MIAMI - A federal judge in Miami ruled December 17 that the Cuban government is liable for paying $187.6 million to families of members of Brothers to the Rescue who were shot down by the Cuban Revolutionary Armed Forces while invading Cuban airspace in February 1996. Brothers to the Rescue is a Florida-based group led by Cuban-American counterrevolutionaries, many of who have long histories of armed action against the Cuban government dating back to the failed April 1961 Bay of Pigs invasion organized by the CIA. This outfit, which claims that its primary purpose is to conduct flights to look for rafters who have left Cuba and are heading to Florida, publicly acknowledged that on three occasions - in July 1995 and twice in January 1996 - it organized flights directly over the Havana area to scatter leaflets from the air.

The Cuban government noted that on Feb. 24, 1996, the planes were shot down after coming within between five and eight miles of Cuba's coast, and being warned once against violating Cuban airspace. Cuban officials added that the nation had faced 10 other violations of its airspace in the 20 months prior to these incidents.
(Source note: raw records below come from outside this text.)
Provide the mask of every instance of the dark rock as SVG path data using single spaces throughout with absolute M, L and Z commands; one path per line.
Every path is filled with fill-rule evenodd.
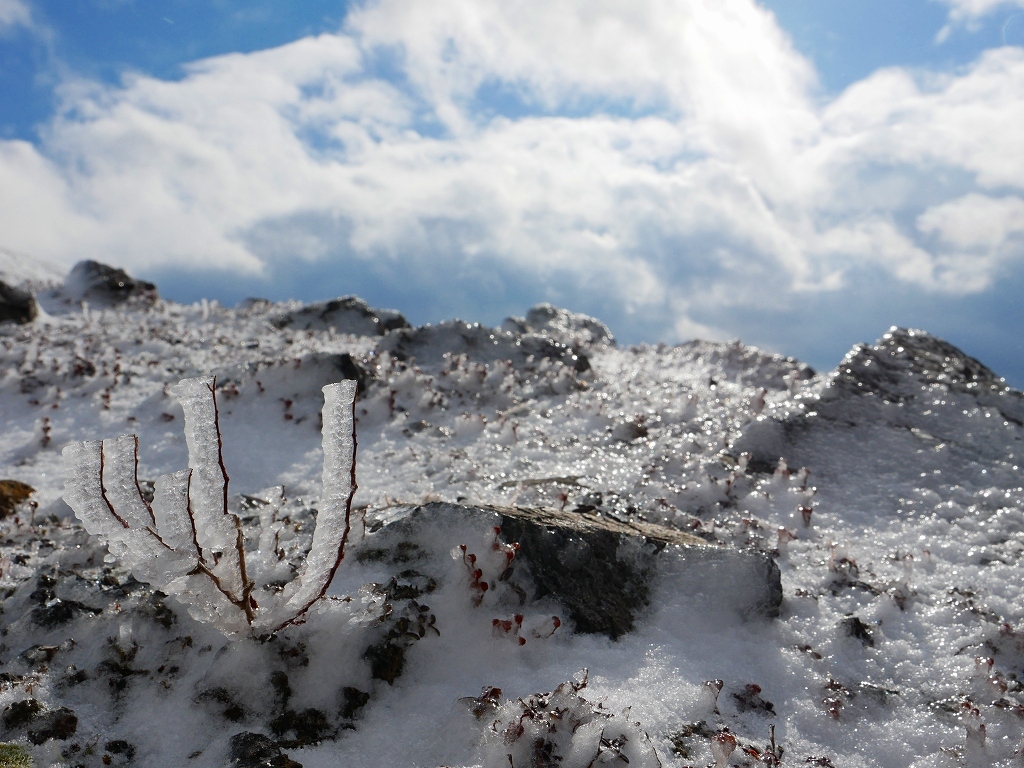
M 332 355 L 332 357 L 337 358 L 333 362 L 342 378 L 356 382 L 356 392 L 360 395 L 363 394 L 373 378 L 370 373 L 360 366 L 348 352 Z
M 228 758 L 231 768 L 302 768 L 262 733 L 236 733 L 231 737 Z
M 341 689 L 341 695 L 344 702 L 341 705 L 341 716 L 347 720 L 351 720 L 356 716 L 356 713 L 366 706 L 370 700 L 370 694 L 360 691 L 358 688 L 352 688 L 351 686 L 345 686 Z
M 32 609 L 32 621 L 43 629 L 53 629 L 67 624 L 75 618 L 77 611 L 70 602 L 56 600 L 51 605 L 41 605 Z
M 36 666 L 37 664 L 48 664 L 53 661 L 53 657 L 57 655 L 59 650 L 61 650 L 59 645 L 33 645 L 18 655 L 32 666 Z
M 577 632 L 613 640 L 633 629 L 638 607 L 650 602 L 649 566 L 619 559 L 617 532 L 536 524 L 503 515 L 502 537 L 519 544 L 530 564 L 536 596 L 554 595 L 569 611 Z
M 615 337 L 600 320 L 551 304 L 531 307 L 526 317 L 506 318 L 501 328 L 519 334 L 537 333 L 574 349 L 595 344 L 615 346 Z
M 16 701 L 4 710 L 4 728 L 12 731 L 28 725 L 43 711 L 43 705 L 35 699 Z
M 28 596 L 28 599 L 36 603 L 48 603 L 57 597 L 57 593 L 53 591 L 55 586 L 57 586 L 57 580 L 49 574 L 42 573 L 36 579 L 36 588 Z
M 69 688 L 73 688 L 76 685 L 81 685 L 88 679 L 88 672 L 86 672 L 84 669 L 75 669 L 74 665 L 72 665 L 65 672 L 62 684 L 68 686 Z
M 39 315 L 36 297 L 30 291 L 0 280 L 0 323 L 31 323 Z
M 230 375 L 224 379 L 230 378 Z M 261 379 L 262 384 L 275 394 L 315 393 L 318 403 L 323 402 L 321 388 L 328 384 L 352 379 L 356 382 L 357 391 L 362 394 L 373 381 L 373 374 L 348 352 L 312 352 L 288 361 L 285 365 L 261 368 L 258 373 L 250 375 Z
M 0 480 L 0 520 L 14 512 L 21 502 L 28 499 L 36 489 L 18 480 Z
M 288 709 L 288 702 L 292 698 L 292 686 L 288 681 L 288 673 L 277 670 L 270 674 L 270 685 L 274 689 L 274 703 L 281 711 Z
M 370 676 L 394 685 L 405 670 L 405 649 L 389 642 L 371 645 L 363 654 L 370 662 Z
M 131 665 L 135 660 L 138 646 L 126 650 L 116 643 L 111 643 L 109 650 L 112 651 L 112 658 L 101 661 L 97 672 L 107 676 L 107 685 L 113 694 L 118 695 L 125 691 L 133 677 L 144 677 L 149 674 L 148 669 L 137 669 Z
M 590 367 L 585 356 L 545 336 L 521 336 L 461 320 L 393 331 L 381 340 L 379 349 L 421 367 L 441 364 L 445 354 L 465 355 L 477 363 L 510 360 L 516 368 L 524 368 L 530 357 L 561 360 L 578 371 Z
M 647 437 L 647 427 L 642 421 L 627 419 L 612 427 L 612 437 L 623 443 L 631 443 L 634 440 Z
M 319 744 L 331 735 L 331 723 L 319 709 L 286 710 L 270 722 L 270 730 L 289 748 Z
M 170 629 L 178 620 L 177 614 L 167 605 L 167 595 L 163 592 L 147 592 L 136 610 L 139 615 L 152 619 L 164 629 Z
M 135 746 L 124 739 L 108 741 L 103 748 L 112 755 L 124 755 L 127 760 L 135 757 Z
M 393 309 L 371 309 L 358 296 L 343 296 L 288 312 L 271 321 L 278 328 L 298 331 L 326 331 L 355 336 L 383 336 L 388 331 L 408 328 L 409 321 Z
M 209 688 L 202 691 L 196 697 L 196 701 L 212 704 L 217 714 L 228 722 L 240 723 L 245 719 L 245 707 L 239 704 L 226 688 Z
M 64 280 L 64 295 L 72 301 L 113 306 L 126 301 L 152 303 L 159 298 L 156 286 L 136 280 L 123 269 L 98 261 L 80 261 Z
M 840 621 L 839 629 L 847 637 L 859 640 L 869 648 L 875 647 L 875 638 L 871 636 L 871 630 L 868 629 L 868 625 L 856 616 L 850 616 Z
M 40 715 L 32 726 L 28 731 L 28 740 L 37 746 L 50 739 L 64 741 L 78 730 L 78 716 L 67 707 L 61 707 Z
M 664 526 L 596 512 L 446 502 L 391 514 L 391 522 L 368 537 L 368 549 L 387 548 L 389 542 L 397 546 L 401 541 L 443 540 L 429 530 L 435 526 L 467 537 L 486 536 L 499 527 L 504 542 L 519 545 L 515 565 L 526 566 L 526 586 L 534 597 L 555 598 L 578 632 L 611 638 L 629 632 L 651 599 L 654 580 L 662 578 L 710 609 L 774 618 L 782 603 L 779 569 L 767 555 L 709 546 Z M 401 672 L 400 655 L 387 648 L 367 652 L 379 679 L 395 669 Z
Washington used the downing of the planes as a pretext to intensify the embargo against Cuba's socialist revolution. Within days of the event, President William Clinton announced his support for the misnamed Cuban Liberty and Democratic Solidarity bill, also known as the Helms-Burton bill. The law tightened the embargo of the island, closed U.S. ports to ships that have docked in Cuba within six months, and further restricted the rights of U.S. citizens to travel to Cuba. The bill was passed into law on March 12, 1996. "The Cuban government fully assumes the responsibility of the patriotic action carried out in legitimate defense of the sovereignty and security of our country," Cuba's foreign minister Roberto Robaina declared on March 6, 1996, before a special session of the United Nations General Assembly. "We exercise the same sovereign right of all states to defend the territorial integrity of our country, its sovereignty, and the peace of our citizens."
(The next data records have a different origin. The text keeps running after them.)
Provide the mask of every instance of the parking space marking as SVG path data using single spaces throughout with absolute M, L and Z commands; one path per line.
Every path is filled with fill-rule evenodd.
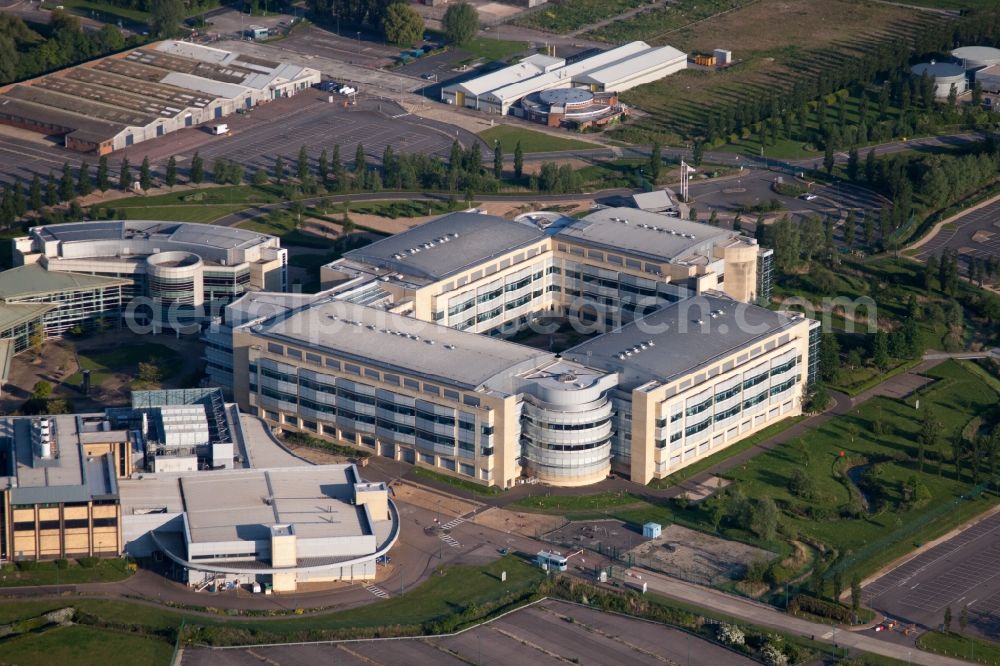
M 365 585 L 365 589 L 374 594 L 379 599 L 388 599 L 389 593 L 383 590 L 378 585 Z

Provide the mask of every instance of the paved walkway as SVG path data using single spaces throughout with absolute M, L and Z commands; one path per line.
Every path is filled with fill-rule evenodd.
M 910 645 L 889 643 L 872 636 L 844 631 L 826 624 L 809 622 L 756 601 L 726 594 L 712 588 L 692 585 L 650 571 L 642 570 L 640 575 L 643 582 L 648 583 L 651 590 L 667 597 L 732 615 L 770 629 L 793 633 L 831 645 L 864 650 L 900 661 L 905 660 L 907 663 L 925 664 L 926 666 L 962 666 L 968 663 L 960 659 L 924 652 Z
The ruling on damages here was carried out under the Anti- Terrorism and Effective Death Penalty Act of 1996, which allows U.S. citizens or their relatives to take legal action against a country if they are the victims of an "act of terrorism" sponsored by that country's government. It was the first time that a federal judge has found a foreign nation liable for a supposedly terrorist act under the law. Senior U.S. district judge James Lawrence King called the shooting of the two planes by the Cuban air force an "outrageous contempt for international law" and "callous murders," and collectively awarded the families of Armando Alejandre, Carlos Alberto Costa, Marios Manuel de la Peña $49.9 million in compensatory damages, as well as $137.7 million in punitive damages. The fourth pilot killed, Pablo Morales, was not a U.S. citizen, so his family was not eligible to file suit.
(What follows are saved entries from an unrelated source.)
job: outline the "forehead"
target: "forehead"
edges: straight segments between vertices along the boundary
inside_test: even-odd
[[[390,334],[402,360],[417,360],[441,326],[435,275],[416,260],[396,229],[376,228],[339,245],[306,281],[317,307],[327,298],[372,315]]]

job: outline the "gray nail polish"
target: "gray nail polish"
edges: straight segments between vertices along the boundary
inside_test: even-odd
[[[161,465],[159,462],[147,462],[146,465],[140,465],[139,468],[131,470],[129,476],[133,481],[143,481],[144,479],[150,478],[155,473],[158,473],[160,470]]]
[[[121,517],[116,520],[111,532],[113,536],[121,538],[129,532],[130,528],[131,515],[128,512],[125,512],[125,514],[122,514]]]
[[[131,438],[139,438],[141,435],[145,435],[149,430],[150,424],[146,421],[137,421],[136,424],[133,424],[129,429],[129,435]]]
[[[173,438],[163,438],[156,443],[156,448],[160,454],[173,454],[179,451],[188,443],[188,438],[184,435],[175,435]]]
From the beginning of the trial, Cuba has refused to recognize the jurisdiction of the court. The court declared Havana to be in default and allowed the trial to continue. Throughout the proceedings efforts were made to slander the Cuban government and brand it as an outlaw state. Stephen Schnably, a University of Miami international law professor testified, "Cuba is certainly obligated by human rights treaties to respect the right to life." Charles Leonard, a former National Transportation Safety Board investigator and Air Force fighter pilot claimed in his testimony that "at no time were these aircraft in Cuban territorial airspace." The Miami Herald asserted during its coverage of the trial that the planes were shot down "without warning."

In an editorial the Miami Herald called the verdict in this rigged trial "a stunning moral victory." A White House official noted that the that the ruling "has ramifications well beyond Cuba - there is a need to consider the implications for Syria, Iran and Libya."

The day after the judgment was announced, Alejandro González, a spokesman for Cuba's foreign ministry, declared, "The supposed conclusions of the judge are illegitimate, are contrary to international law. And Cuba, of course, does not feel any obligation" to comply.

Speaking at a weekly foreign ministry news conference, González noted, "This court proceeding was orchestrated by sectors hostile to Cuba."

The families have announced they will try to collect the punitive damages awarded to them from some $148 million in Cuban assets that Washington has held frozen in U.S. accounts following the expropriation of U.S. capitalist holdings on the island in 1960. President William Clinton distributed $300,000 to each of the four families from these assets last year.